SWR1 Sonntagmorgen 3vor8

Geschwister ihr seid von Gott geliebt. Darum vor allem bekleidet euch mit der Liebe. Lasst die Botschaft von Christus bei euch ihren ganzen Reichtum entfalten. Singt Psalmen, Lobgesänge und von Gottes Geist eingegebene Lieder; singt sie dankbar und aus tiefstem Herzen zur Ehre Gottes.
(Kol 3,12-16)

Wenn man sein Gehirn trainieren will, dann ist selber singen besser als Musik nur zu konsumieren. Vor allem, wenn man gern und mit Begeisterung singt. Dabei macht es nichts, wenn es bisschen schräg klingt. Begeistert singen, darauf kommt es an. Das trainiert das Gehirn. Sogar ein schon altes. Hirnforscher haben das herausgefunden.
Wenn man begeistert singt, das bereichert. Es aktiviert nicht nur das Gehirn. Es baut seelisch auf, es macht lebendig. Sogar glücklich. Schade drum, dass ich selber nicht mehr so viel singe wie früher. Wie ist das bei Ihnen? Ähnlich? Muss man sich da vielleicht fragen: Wollen wir gar nicht glücklich sein?
Singen kann sogar noch mehr. Es stärkt und bereichert Beziehungen. Wir hatten letzte Woche Konfirmation in der Familie. Drei Generationen haben da miteinander in der Kirche gesessen. Gebetet, gefeiert und miteinander gesungen. Ich habe gespürt, da sind stabile Verbindungen.

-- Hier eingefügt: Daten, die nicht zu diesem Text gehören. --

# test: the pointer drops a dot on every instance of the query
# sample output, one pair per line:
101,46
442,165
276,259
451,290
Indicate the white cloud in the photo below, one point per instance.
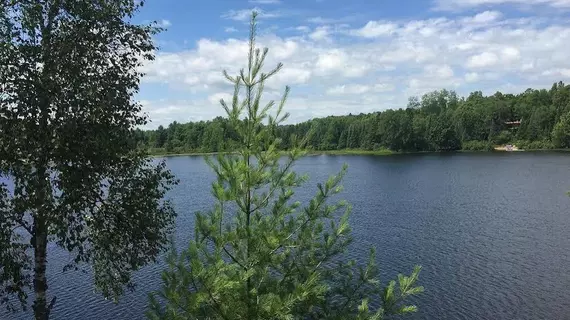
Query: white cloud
358,89
265,1
245,14
349,89
320,33
331,73
439,71
374,29
482,60
164,23
484,17
472,77
465,4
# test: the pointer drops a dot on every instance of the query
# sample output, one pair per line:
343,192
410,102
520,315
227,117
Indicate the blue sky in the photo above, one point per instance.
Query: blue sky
352,56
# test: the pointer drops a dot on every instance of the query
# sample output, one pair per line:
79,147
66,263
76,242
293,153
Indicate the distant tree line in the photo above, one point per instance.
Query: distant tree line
438,121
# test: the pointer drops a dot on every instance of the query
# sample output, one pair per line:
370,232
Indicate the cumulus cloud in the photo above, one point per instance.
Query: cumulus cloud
370,66
374,29
265,1
245,14
465,4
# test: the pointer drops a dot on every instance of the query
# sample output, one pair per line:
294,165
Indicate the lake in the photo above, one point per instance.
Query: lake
491,231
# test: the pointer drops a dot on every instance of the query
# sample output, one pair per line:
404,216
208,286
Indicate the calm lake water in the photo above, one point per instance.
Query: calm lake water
491,231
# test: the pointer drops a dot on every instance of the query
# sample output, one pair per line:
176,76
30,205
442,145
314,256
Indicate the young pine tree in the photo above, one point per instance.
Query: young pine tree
258,254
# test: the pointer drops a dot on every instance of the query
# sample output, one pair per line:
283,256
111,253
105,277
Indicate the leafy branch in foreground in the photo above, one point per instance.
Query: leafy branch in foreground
70,170
260,255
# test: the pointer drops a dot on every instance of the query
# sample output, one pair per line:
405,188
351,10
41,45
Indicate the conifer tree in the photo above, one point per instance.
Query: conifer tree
260,255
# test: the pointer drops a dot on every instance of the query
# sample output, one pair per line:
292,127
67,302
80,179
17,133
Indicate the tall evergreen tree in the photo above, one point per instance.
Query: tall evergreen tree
258,254
68,154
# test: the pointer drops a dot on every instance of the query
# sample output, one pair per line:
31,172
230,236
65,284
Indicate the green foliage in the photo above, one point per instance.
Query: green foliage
561,132
439,120
258,254
477,146
535,145
68,145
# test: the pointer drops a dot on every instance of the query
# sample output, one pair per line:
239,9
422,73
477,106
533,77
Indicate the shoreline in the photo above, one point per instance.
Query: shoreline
363,152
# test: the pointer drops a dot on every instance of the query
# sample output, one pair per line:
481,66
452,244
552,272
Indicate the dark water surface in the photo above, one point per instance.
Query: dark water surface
492,232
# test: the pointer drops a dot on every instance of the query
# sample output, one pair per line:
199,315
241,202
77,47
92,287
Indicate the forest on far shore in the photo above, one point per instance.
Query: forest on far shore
437,121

Gut, dass Christen von Anfang das Singen hoch gehalten und immer wieder neu für sich entdeckt haben. Schon ein Gemeindebrief aus der frühen Christenheit kennt die besondere Kraft des Singens. Singen führt Menschen äußerlich zusammen und verbindet auch innerlich nachhaltig. Heute wird in den evangelischen Kirchen an diesen alten Brief erinnert:
Da heißt es:
Lasst die Botschaft von Christus bei euch ihren ganzen Reichtum entfalten. Singt Psalmen, Lobgesänge und von Gottes Geist eingegebene Lieder; singt sie dankbar und aus tiefstem Herzen zur Ehre Gottes.

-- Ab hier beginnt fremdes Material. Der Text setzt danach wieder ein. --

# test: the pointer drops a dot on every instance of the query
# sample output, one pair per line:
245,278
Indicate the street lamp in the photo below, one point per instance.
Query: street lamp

Das erinnert mich: Singen bereichert nicht nur mein Gehirn und die sozialen Beziehungen, es ist auch ein Weg zu Gott. Beim Singen trau ich mich manches auszudrücken, was beim Reden nicht so leicht über die Lippen geht. Und es ist dabei nicht oberflächlich. Im Gegenteil, was man beim gemeinsamen Singen ausdrückt, das geht ins Herz. Beispiel: Vielleicht kennen Sie den Gospelsong: ‚He's got the whole world in his hand; ER hält die ganze Welt in seiner Hand.' Ich glaube, wenn man das sprechen soll und die Worte ernst nimmt: Da hätte mancher so seine Schwierigkeiten, bliebe vielleicht sogar stumm.
Wenn man das mit anderen zusammen singen kann, da traut sich unsere Seele mehr zu glauben und auszudrücken. „He's got the world in his hand." Wenn man das singen kann, das hilft darauf zu vertrauen, dass Gott sich nicht von seiner Welt verabschiedet hat. Und was man mit Herz und Hirn gesungen hat, das wirkt sich auch alltäglich aus. Dann kann ich mit Zuversicht und mit Hirn das Meine dazu beitragen, was Gottes Welt gut tut.